Documentation
¶
Overview ¶
Package schemavalidate provides transport-neutral JSON Schema validation for generated code at untrusted wire boundaries.
It loads a JSON Schema (draft 2020-12) from raw bytes, compiles it once at construction time, and validates payloads on every call. Validation errors are mapped to errcode.ErrValidationFailed. Error messages expose field names but never expose schema-internal details (lengths, ranges, patterns) to prevent oracle attacks.
Both transports embed and reuse this validator at their untrusted ingress:
- HTTP handlers (generated/contracts/http/**): validate the request body bytes before entering the cell (handler.tmpl).
- Async command dispatch (generated/contracts/command/**): validate the outbox entry payload bytes inside DispatchAsync before unmarshal+handle (command.tmpl, #1588).

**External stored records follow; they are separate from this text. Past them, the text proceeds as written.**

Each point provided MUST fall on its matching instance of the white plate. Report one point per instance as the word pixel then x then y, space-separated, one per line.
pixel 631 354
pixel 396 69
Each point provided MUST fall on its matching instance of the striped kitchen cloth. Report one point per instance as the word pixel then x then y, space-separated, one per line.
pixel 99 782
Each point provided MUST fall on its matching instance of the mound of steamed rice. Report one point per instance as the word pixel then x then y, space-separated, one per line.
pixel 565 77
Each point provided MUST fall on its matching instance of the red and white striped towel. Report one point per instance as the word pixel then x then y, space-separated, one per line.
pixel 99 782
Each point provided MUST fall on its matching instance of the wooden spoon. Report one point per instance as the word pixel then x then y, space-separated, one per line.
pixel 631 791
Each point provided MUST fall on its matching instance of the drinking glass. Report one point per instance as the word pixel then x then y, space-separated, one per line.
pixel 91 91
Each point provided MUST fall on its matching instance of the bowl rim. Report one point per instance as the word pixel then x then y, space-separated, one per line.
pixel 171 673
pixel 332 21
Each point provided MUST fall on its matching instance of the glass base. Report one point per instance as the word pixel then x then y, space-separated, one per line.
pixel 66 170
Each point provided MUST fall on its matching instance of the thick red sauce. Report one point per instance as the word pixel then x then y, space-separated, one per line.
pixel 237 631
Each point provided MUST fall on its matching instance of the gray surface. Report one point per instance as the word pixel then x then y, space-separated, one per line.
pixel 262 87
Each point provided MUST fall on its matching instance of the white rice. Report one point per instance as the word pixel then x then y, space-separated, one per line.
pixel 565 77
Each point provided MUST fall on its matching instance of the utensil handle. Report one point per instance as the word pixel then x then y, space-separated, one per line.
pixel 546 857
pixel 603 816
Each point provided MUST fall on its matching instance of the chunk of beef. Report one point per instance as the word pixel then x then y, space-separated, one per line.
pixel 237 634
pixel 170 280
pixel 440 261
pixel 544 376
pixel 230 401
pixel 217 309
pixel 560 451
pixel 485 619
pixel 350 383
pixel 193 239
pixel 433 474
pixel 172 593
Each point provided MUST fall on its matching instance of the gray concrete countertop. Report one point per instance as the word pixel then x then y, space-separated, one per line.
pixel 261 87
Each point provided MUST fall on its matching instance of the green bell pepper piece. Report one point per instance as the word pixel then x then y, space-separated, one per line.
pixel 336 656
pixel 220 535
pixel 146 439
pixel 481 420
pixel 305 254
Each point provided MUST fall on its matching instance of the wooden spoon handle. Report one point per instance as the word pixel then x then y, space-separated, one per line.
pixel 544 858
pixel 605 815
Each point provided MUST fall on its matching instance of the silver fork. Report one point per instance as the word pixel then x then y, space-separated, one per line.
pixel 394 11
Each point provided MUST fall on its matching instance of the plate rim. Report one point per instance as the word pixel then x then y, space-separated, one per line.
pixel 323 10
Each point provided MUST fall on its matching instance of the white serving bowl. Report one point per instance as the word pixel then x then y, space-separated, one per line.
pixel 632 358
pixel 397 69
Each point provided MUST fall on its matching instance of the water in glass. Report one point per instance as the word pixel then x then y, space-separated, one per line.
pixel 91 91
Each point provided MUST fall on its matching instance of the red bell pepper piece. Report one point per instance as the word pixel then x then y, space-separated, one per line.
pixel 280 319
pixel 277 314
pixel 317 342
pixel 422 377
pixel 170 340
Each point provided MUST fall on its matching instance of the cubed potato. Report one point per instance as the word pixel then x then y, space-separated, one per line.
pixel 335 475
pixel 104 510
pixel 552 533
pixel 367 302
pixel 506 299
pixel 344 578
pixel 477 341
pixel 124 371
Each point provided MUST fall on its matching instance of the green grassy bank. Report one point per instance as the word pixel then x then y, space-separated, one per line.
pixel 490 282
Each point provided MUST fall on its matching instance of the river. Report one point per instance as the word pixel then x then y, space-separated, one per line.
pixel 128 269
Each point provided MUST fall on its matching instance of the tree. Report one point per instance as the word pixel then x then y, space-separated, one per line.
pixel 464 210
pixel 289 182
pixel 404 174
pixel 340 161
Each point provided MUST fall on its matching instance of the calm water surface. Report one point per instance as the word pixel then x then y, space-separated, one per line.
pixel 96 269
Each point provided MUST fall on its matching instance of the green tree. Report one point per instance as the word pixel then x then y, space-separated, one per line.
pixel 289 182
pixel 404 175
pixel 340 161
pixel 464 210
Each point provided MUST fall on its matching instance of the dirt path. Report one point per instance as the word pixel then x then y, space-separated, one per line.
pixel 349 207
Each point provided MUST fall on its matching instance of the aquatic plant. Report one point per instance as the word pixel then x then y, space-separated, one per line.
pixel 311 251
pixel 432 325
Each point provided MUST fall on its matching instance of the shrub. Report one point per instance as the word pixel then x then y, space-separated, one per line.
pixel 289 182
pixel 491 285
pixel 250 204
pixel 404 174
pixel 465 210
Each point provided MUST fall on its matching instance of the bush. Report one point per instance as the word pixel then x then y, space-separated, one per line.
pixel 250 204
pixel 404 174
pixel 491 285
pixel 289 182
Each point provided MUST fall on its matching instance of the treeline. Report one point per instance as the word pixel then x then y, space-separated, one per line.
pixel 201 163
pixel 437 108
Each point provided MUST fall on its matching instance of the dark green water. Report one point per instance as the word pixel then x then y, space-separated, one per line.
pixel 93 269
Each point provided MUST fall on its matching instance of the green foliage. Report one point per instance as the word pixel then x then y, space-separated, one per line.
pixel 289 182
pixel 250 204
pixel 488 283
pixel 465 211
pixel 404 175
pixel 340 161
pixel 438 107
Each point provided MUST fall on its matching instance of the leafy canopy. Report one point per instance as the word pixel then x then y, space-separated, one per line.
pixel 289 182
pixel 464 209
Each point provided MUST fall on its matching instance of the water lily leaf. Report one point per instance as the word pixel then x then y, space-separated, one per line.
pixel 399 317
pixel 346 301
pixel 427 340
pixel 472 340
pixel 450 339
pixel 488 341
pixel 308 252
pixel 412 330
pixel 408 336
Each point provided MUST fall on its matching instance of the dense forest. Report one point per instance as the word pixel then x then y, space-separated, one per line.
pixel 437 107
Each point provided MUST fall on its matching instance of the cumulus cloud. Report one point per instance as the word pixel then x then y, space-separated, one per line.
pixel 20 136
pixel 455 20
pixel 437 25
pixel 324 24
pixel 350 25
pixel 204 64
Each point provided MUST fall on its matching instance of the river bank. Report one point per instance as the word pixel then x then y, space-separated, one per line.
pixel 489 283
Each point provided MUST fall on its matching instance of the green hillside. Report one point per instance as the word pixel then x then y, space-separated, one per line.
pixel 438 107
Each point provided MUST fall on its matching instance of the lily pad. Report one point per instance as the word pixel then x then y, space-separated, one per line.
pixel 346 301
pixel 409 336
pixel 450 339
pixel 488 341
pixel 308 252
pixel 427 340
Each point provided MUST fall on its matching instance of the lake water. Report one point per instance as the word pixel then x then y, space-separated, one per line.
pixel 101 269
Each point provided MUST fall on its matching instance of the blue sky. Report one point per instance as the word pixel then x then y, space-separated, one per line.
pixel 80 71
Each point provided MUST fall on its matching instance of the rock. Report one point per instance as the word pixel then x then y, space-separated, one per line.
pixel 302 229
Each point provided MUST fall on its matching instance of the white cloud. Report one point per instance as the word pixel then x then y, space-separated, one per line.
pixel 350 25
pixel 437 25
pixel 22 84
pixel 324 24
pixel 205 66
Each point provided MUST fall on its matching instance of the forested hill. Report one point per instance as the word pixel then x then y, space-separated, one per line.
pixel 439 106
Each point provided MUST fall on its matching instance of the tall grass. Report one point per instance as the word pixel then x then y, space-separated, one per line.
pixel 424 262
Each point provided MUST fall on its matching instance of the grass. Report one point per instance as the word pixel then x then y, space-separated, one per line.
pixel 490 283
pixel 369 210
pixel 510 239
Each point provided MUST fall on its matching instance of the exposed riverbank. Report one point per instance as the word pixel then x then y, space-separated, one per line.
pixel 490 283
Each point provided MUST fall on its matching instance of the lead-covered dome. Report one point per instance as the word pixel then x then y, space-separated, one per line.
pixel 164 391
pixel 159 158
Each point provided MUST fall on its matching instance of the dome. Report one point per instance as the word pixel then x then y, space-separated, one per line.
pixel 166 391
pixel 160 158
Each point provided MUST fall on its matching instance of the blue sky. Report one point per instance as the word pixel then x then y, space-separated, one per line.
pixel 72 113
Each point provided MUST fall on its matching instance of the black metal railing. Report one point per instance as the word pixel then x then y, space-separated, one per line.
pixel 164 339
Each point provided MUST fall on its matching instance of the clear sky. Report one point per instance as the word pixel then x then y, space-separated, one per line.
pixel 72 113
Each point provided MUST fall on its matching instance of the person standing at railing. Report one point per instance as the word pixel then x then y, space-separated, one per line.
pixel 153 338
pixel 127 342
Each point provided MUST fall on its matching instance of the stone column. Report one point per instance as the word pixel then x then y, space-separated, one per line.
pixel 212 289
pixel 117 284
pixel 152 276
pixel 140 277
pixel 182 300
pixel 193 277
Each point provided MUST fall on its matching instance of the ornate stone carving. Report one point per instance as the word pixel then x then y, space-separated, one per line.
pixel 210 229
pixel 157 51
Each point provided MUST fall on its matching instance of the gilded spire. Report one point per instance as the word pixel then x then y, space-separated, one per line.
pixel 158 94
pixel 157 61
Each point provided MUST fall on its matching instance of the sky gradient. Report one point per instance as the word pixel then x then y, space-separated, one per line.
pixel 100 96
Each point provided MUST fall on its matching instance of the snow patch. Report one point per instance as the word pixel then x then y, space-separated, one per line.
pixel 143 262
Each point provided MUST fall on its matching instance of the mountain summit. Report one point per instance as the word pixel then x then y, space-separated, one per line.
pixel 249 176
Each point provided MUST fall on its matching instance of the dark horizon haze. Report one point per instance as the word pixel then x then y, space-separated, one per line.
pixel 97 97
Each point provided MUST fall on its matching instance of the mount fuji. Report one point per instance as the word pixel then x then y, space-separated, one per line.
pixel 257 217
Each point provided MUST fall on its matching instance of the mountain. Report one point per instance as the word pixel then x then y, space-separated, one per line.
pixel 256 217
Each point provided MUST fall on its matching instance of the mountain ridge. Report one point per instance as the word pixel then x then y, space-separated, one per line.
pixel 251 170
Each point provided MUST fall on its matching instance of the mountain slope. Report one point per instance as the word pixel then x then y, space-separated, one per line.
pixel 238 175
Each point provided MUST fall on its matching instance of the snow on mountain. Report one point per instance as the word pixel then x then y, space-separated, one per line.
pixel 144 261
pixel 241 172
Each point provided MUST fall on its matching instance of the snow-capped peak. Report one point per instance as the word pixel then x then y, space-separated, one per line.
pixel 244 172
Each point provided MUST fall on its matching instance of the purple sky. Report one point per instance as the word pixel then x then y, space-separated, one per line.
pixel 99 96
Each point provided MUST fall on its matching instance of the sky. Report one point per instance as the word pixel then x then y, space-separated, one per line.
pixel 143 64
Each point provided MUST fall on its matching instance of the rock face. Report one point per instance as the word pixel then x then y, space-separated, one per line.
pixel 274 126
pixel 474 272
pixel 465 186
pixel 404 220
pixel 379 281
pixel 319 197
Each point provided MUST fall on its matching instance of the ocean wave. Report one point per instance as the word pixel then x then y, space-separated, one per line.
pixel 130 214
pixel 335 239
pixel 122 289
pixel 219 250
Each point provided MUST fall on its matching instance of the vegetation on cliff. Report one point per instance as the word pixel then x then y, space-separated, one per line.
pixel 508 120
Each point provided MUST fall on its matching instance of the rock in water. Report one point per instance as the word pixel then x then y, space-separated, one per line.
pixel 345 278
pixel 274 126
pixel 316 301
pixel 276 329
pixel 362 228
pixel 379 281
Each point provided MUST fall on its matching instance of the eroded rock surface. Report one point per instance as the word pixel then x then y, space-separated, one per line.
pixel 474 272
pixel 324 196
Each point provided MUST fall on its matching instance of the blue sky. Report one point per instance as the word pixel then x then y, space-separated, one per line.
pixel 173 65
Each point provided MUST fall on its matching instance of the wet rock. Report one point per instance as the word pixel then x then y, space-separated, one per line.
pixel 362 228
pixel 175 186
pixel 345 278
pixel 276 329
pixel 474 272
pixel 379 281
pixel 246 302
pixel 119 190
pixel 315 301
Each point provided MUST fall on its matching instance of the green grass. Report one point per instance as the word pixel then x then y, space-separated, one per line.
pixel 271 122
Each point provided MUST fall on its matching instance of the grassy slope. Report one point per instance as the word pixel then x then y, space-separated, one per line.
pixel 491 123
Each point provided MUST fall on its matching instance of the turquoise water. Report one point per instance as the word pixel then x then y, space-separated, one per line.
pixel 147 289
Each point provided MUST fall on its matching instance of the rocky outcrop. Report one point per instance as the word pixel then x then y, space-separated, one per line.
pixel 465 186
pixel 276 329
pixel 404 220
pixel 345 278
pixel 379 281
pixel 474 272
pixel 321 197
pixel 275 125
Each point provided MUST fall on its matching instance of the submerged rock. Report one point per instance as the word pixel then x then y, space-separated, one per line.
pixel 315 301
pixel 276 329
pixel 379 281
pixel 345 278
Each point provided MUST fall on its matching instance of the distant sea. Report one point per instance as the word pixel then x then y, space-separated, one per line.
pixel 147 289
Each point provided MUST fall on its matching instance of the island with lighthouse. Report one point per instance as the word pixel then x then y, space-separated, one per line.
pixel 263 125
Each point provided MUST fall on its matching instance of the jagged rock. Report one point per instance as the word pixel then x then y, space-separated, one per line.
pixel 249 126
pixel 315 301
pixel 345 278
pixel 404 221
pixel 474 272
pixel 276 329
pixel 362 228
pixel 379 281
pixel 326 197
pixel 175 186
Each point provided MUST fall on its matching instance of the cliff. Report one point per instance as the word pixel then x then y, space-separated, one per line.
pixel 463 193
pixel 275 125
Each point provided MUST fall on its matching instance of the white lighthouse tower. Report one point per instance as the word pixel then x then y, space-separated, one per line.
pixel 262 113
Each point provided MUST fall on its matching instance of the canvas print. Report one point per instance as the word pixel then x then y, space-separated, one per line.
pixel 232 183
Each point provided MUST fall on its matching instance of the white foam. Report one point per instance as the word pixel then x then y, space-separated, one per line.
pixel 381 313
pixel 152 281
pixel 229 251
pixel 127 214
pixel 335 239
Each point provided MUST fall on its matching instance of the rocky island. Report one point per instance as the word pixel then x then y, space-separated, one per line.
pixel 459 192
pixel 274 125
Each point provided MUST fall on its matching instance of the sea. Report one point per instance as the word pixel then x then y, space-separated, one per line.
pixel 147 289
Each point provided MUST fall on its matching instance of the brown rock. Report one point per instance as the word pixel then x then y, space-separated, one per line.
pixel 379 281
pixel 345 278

The sync in-process Dispatch deliberately does NOT validate — it is a first-party typed boundary (ADR 202606040550-1044 §D8).
HTTP response writing for a validation error is the caller's concern: generated HTTP handlers pass the returned *errcode.Error straight to httputil.WriteError (KindInvalid → 400); this package stays response-writer free so non-HTTP consumers (command dispatch) can reuse it without pulling in net/http.
ref: santhosh-tekuri/jsonschema/v6 (already in go.mod via contracttest) ref: deepmap/oapi-codegen security examples (request validation patterns)
Index ¶
Constants ¶
This section is empty.
Variables ¶
This section is empty.
Functions ¶
This section is empty.
Types ¶
type Validator ¶
type Validator interface {
// Validate validates body against the compiled schema.
// Returns nil on success. Returns *errcode.Error (code=ErrValidationFailed)
// on schema violation.
//
// Error shape: the offending field path is carried in the "detail"
// PublicDetail (oracle-safe — field name only, never the constraint value:
// lengths, ranges, regex patterns). The Message is a fixed const literal
// ("request body validation failed"). Because (*errcode.Error).Error() renders
// only [Code] + Message (+ Cause), NOT Details, a caller that logs err.Error()
// — e.g. the outbox relay storing last_error via SanitizeError — never leaks
// the field name. The field path reaches clients only via the wire-serialized
// details array (4xx), not server-side error strings.
//
// ctx is accepted for API stability and future cancellation/deadline support;
// the default implementation does not use it (validation is CPU-bound, in-memory).
Validate(ctx context.Context, body []byte) error
}
Validator validates a JSON payload against a compiled JSON Schema.
func NewValidator ¶
NewValidator compiles schemaJSON as a JSON Schema (draft 2020-12) and returns a Validator. The compilation cost is paid once at construction time; each call to Validate is schema-free.
Returns error if schemaJSON is not valid JSON or is not a compilable schema.